In legal contexts, hallucination rates have been measured at roughly one in six queries, potentially leading to incorrect case citations or legal advice that could affect real people's lives. The attorney sanctioned for citing nonexistent cases became a cautionary tale, but researchers have found the same pattern across multiple legal AI applications.
Enterprise adoption data suggests the problem is widespread in business settings. In 2024, 47 percent of enterprise AI users admitted to making at least one major business decision based on hallucinated content. Nearly 80 percent of businesses now include human verification processes specifically to catch hallucinations before deployment. Roughly 40 percent of AI-powered customer service chatbots have been pulled back or substantially reworked because of hallucination-related errors.

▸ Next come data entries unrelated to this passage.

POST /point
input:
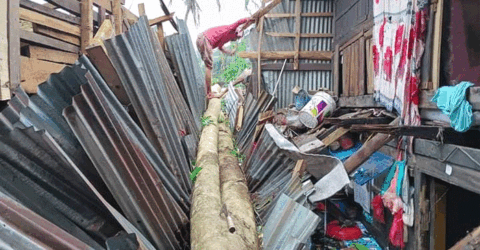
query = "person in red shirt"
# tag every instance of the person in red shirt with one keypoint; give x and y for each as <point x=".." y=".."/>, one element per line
<point x="217" y="37"/>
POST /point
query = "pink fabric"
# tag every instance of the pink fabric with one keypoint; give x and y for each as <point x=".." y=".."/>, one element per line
<point x="399" y="35"/>
<point x="219" y="36"/>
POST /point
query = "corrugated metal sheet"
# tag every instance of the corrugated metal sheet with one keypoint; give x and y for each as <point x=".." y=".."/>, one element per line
<point x="126" y="170"/>
<point x="131" y="55"/>
<point x="23" y="229"/>
<point x="309" y="80"/>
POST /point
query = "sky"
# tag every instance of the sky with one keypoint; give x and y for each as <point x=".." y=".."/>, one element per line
<point x="210" y="16"/>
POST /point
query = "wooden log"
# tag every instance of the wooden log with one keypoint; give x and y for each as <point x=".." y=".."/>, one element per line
<point x="51" y="55"/>
<point x="469" y="242"/>
<point x="50" y="22"/>
<point x="47" y="41"/>
<point x="235" y="195"/>
<point x="161" y="19"/>
<point x="302" y="35"/>
<point x="35" y="72"/>
<point x="117" y="13"/>
<point x="87" y="25"/>
<point x="13" y="43"/>
<point x="367" y="149"/>
<point x="4" y="59"/>
<point x="75" y="40"/>
<point x="280" y="55"/>
<point x="208" y="228"/>
<point x="42" y="9"/>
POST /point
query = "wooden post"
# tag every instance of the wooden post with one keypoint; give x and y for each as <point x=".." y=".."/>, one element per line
<point x="86" y="28"/>
<point x="298" y="25"/>
<point x="259" y="56"/>
<point x="117" y="14"/>
<point x="141" y="9"/>
<point x="13" y="47"/>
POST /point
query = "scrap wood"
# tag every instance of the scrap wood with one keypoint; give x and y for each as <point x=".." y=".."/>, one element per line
<point x="471" y="241"/>
<point x="368" y="148"/>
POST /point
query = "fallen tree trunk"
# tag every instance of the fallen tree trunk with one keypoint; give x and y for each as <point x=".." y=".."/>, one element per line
<point x="208" y="228"/>
<point x="235" y="196"/>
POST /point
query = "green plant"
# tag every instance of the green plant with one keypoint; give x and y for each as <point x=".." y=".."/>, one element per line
<point x="206" y="120"/>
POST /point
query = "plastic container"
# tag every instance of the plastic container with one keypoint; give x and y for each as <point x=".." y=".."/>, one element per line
<point x="320" y="106"/>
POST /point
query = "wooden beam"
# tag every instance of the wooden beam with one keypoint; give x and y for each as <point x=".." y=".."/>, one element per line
<point x="47" y="41"/>
<point x="141" y="9"/>
<point x="75" y="40"/>
<point x="4" y="55"/>
<point x="298" y="25"/>
<point x="161" y="19"/>
<point x="301" y="66"/>
<point x="471" y="241"/>
<point x="290" y="15"/>
<point x="35" y="72"/>
<point x="13" y="43"/>
<point x="27" y="4"/>
<point x="437" y="45"/>
<point x="51" y="22"/>
<point x="117" y="14"/>
<point x="303" y="35"/>
<point x="279" y="55"/>
<point x="259" y="56"/>
<point x="51" y="55"/>
<point x="87" y="25"/>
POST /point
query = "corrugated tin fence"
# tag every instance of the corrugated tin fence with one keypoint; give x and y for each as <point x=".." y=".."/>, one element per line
<point x="307" y="79"/>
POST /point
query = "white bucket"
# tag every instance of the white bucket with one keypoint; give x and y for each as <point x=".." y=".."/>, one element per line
<point x="322" y="105"/>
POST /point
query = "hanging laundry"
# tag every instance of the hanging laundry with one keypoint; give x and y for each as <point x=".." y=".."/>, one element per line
<point x="453" y="102"/>
<point x="399" y="35"/>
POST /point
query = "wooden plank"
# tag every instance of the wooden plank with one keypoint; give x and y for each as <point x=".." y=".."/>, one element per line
<point x="141" y="9"/>
<point x="437" y="45"/>
<point x="52" y="55"/>
<point x="303" y="35"/>
<point x="161" y="19"/>
<point x="161" y="34"/>
<point x="47" y="41"/>
<point x="14" y="43"/>
<point x="102" y="62"/>
<point x="301" y="66"/>
<point x="117" y="14"/>
<point x="35" y="72"/>
<point x="27" y="4"/>
<point x="363" y="101"/>
<point x="279" y="55"/>
<point x="289" y="15"/>
<point x="259" y="55"/>
<point x="336" y="71"/>
<point x="298" y="31"/>
<point x="4" y="55"/>
<point x="87" y="25"/>
<point x="75" y="40"/>
<point x="469" y="242"/>
<point x="370" y="70"/>
<point x="51" y="22"/>
<point x="361" y="66"/>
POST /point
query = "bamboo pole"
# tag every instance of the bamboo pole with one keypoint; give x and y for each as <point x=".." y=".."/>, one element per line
<point x="235" y="196"/>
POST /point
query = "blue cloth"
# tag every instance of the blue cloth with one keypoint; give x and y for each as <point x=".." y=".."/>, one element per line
<point x="373" y="167"/>
<point x="452" y="101"/>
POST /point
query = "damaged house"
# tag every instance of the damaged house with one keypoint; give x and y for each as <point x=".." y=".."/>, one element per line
<point x="355" y="128"/>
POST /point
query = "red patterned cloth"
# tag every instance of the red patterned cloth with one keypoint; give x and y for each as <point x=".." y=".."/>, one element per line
<point x="399" y="35"/>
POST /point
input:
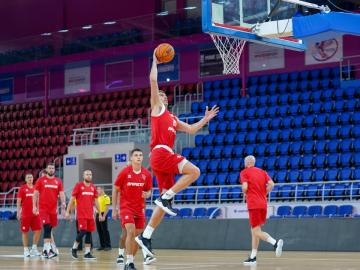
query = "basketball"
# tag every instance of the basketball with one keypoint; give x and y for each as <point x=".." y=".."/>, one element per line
<point x="164" y="52"/>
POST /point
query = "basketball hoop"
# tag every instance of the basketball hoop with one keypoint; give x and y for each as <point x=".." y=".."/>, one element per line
<point x="230" y="49"/>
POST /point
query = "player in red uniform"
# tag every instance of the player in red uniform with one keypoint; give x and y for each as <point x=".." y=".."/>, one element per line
<point x="164" y="162"/>
<point x="47" y="190"/>
<point x="86" y="197"/>
<point x="134" y="183"/>
<point x="27" y="218"/>
<point x="256" y="184"/>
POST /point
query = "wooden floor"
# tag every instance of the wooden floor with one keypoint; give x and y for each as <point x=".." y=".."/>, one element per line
<point x="10" y="258"/>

The average hallucination rate across all models for general knowledge questions remains around 9 percent. For complex tasks, specialized domains, or less optimized models, rates can climb substantially higher. Even the best-performing models achieve hallucination rates around 0.7 percent, which sounds impressively low until you consider that a model processing millions of queries daily would still generate thousands of confident falsehoods every 24 hours.
Academic publishing has not been immune. In 2025, the surge in submissions containing AI-generated citations, over 21,000 problematic submissions identified, raised serious concerns about research integrity and reproducibility.
Why Uncertainty Would Actually Help
The counterintuitive truth is that AI systems that admit uncertainty would be more useful, not less. When a chatbot says "I'm not sure about this specific detail, but here's what I can tell you," several valuable things happen.
- Users can calibrate their trust appropriately. They know to verify the uncertain information before acting on it. They can ask follow-up questions to probe the edges of what the AI actually knows. The interaction becomes a collaboration between user and system rather than a consultation with an oracle that may or may not be fabricating its answers.
- Research on customer service chatbots supports this approach. When chatbots confidently provide wrong information, users lose trust not just in the bot but in the company deploying it. When chatbots acknowledge limitations and offer to connect users with human assistance or alternative resources, users appreciate the honesty.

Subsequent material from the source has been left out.